Il suo primo album “Ma cosa vuoi che sia una canzone”, presenta al pubblico un giovane ribelle di una piccola cittadina frazione di Modena, Zocca, a cui piace andare al massimo, divertendosi con gli amici, andando a donne…”che se ne frega di tutto si!” insomma. La prima opera presenta già canzoni successivamente divenute tra le favorite dei fans, quali “La nostra relazione”, “Jenny è pazza”, “Ciao”.
Da allora, Vasco prosegue con altri album, ognuno dei quali narra le difficoltà di vivere, di donne forti e anche fragili, della voglia di urlare il proprio dissenso, del menefreghismo tipico adolescenziale e dei ventenni, di storie d’amore finite o piene di difficoltà, di un romanticismo mai banale, del modo di affrontare la vita con ironia…Tutti temi in cui i giovani si rivedono, da ormai 4 generazioni. Certo negli anni la genuinità di quel ragazzo di un paesino, è diventata una costruzione commerciale, ma è un qualcosa di inevitabile. Quando arriva il successo, ciò che ha portato un artista a quello, diventa routine, quasi un obbligo per non perdere colpi. E così negli anni, diciamo forse dal periodo successivo a “Gli spari sopra” del ‘93, album che per me resta l’ultimo contenente spunti nuovi e canzoni storiche (basti pensare a “Gli spari sopra”, “Gabry”, “Stupendo”, “Vivere”), Vasco ha ripetuto i contenuti delle migliori canzoni, cercando la stessa ricetta, ma non ottenendo certo lo stesso prodotto finale. Così resta lo stereotipo della canzone ribelle, simil-romantica, ironica, menefreghista, ma che sono lontani parenti di quelle più celebri. E la continua uscita di nuovi album non ne ha certo aiutato la creatività.
Forse se Vasco avesse proposto dischi ogni 4-5 anni, avrebbe offerto una maggiore qualità e suscitato una maggiore desiderabilità negli stessi fan.

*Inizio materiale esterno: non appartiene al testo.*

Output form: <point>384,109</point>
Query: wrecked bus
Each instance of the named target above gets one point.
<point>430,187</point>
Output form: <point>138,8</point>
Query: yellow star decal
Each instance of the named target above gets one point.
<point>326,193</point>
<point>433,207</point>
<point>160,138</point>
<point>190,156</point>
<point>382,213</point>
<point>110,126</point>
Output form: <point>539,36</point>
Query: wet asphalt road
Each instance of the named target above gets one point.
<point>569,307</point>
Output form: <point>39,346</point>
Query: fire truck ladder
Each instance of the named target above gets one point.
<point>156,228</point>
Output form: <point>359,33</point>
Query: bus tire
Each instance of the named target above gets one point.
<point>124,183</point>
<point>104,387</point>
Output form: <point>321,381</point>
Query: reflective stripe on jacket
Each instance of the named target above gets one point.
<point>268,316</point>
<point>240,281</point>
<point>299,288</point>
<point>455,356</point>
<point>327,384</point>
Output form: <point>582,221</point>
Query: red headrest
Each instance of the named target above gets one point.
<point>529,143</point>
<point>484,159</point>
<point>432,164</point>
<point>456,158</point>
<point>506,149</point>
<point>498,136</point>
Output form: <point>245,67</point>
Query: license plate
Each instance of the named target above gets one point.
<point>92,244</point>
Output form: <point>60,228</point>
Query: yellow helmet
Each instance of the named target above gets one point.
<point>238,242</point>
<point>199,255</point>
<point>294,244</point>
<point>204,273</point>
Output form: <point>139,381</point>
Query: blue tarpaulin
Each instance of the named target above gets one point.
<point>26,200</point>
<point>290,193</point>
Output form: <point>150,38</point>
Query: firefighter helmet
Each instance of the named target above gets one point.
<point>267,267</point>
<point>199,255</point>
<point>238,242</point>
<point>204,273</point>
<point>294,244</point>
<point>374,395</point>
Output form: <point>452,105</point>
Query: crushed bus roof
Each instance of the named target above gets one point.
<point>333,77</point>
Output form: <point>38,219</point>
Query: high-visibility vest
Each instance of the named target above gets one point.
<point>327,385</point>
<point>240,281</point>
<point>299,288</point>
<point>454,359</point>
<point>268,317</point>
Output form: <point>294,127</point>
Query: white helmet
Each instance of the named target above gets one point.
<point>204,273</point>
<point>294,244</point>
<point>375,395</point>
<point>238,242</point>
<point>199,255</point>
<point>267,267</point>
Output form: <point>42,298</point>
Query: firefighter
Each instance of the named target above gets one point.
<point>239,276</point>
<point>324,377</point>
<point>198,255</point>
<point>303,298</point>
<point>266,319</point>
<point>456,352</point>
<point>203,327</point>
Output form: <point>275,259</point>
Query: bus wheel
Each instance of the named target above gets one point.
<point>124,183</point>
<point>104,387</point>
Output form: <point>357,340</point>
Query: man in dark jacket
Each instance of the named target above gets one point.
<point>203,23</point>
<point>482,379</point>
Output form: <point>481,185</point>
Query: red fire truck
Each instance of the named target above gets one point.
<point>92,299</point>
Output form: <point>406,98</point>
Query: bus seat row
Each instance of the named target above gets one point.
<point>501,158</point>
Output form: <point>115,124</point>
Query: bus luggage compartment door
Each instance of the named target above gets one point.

Anche perché 24 album in 30 anni sono un bel po’, quasi un album all’anno. E posso capire la frequenza dettata dalla creatività degli inizi e dalla necessità di farsi conoscere agli esordi; ma raggiunta questa, ad esempio a partire dagli anni ’90, le uscite discografiche andavano meglio dosate. Perché il risultato ne ha risentito parecchio.
Ma questa è una “malattia” che colpisce tutti i cantanti e i gruppi blasonati. Raggiunto il picco, si finisce per scadere.
Al di là dei miei futili e banali commenti, faccio i miei auguri a Vasco, ringraziandolo per le emozioni che mi ha regalato, ascoltandolo già verso gli 8-9 anni. E lo omaggerò andando ad un suo concerto tra qualche giorno. Perché le canzoni poco convincenti di oggi, non possono cancellare le perle del passato.